Subhash and Udayan Mitra are brothers, born just fifteen months apart. Life in Calcutta is good and the brothers are close. Yet, Subhash chooses to move to the United States for college, while Udayan stays, becoming a revolutionary as he opposes the politics in 1960s India.
Subhash and Udayan's divergent paths place them far apart from each other physically, but also emotionally. When Subhash is summoned home after his brother's untimely death, he meets Gauri, his brother's widow. Gauri is unwelcome in her in-laws home, and Subhash offers to take her to the United States where they can start a life together.
Although the brothers relationship is the central focus of the novel's beginning, it is a spring board for a story that spans generations, as Subhash and Gauri's lives unfold along with their daughter, Bela's.

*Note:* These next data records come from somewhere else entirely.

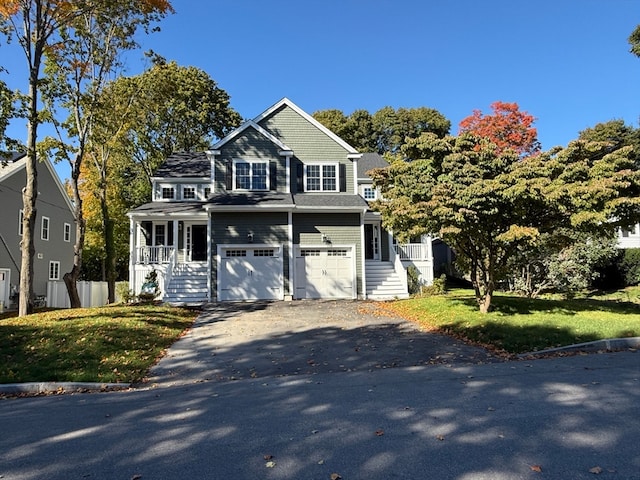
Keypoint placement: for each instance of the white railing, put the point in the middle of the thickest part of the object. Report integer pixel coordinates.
(412, 251)
(153, 255)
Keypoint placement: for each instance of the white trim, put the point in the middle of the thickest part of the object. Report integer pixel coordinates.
(335, 165)
(251, 162)
(258, 128)
(309, 118)
(42, 229)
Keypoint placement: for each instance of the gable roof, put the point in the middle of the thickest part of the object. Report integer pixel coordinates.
(369, 161)
(307, 117)
(258, 128)
(16, 161)
(185, 165)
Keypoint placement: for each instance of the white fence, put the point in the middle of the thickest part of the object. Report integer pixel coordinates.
(92, 294)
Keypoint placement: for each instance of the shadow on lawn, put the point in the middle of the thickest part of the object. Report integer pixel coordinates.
(508, 305)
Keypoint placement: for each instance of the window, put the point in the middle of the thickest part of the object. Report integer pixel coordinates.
(44, 231)
(321, 178)
(251, 175)
(160, 234)
(168, 193)
(188, 193)
(369, 193)
(54, 270)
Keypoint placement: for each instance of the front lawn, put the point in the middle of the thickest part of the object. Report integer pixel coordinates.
(107, 345)
(519, 325)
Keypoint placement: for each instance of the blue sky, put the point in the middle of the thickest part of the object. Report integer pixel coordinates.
(566, 62)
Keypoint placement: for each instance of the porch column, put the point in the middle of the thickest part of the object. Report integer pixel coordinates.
(175, 240)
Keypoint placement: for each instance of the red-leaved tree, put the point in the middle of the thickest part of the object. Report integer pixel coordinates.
(507, 128)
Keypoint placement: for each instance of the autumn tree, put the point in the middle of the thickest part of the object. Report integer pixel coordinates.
(35, 23)
(77, 70)
(488, 204)
(507, 127)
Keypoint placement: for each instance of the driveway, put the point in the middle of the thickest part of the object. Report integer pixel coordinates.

Gauri comes to the United States still grieving the loss of her husband and dealing with her own feelings of guilt for her role in Udayan's death. She is also pregnant with his child, a baby that Subhash agrees to raise as his own. It is Subhash who is the doting father, and Gauri who finds her joy in academia, pursuing a doctorate while ignoring her own child.
Bela grows up, loved by her father, unaware that he is her uncle and that her own father is dead. The secret that Gauri and Subhash have kept cannot remain a secret forever, nor can Gauri's own exile from her child.
Lahiri explores love, heartbreak and family ties in The Lowland, creating real, flawed characters who we are able to watch experience life with all its ups and downs. Although set in Calcutta, a place I am unfamiliar with, the story within is universal and one that everyone can relate to.
The Lowland is highly recommended, as are any other books by Lahiri, an author whose work I always admire.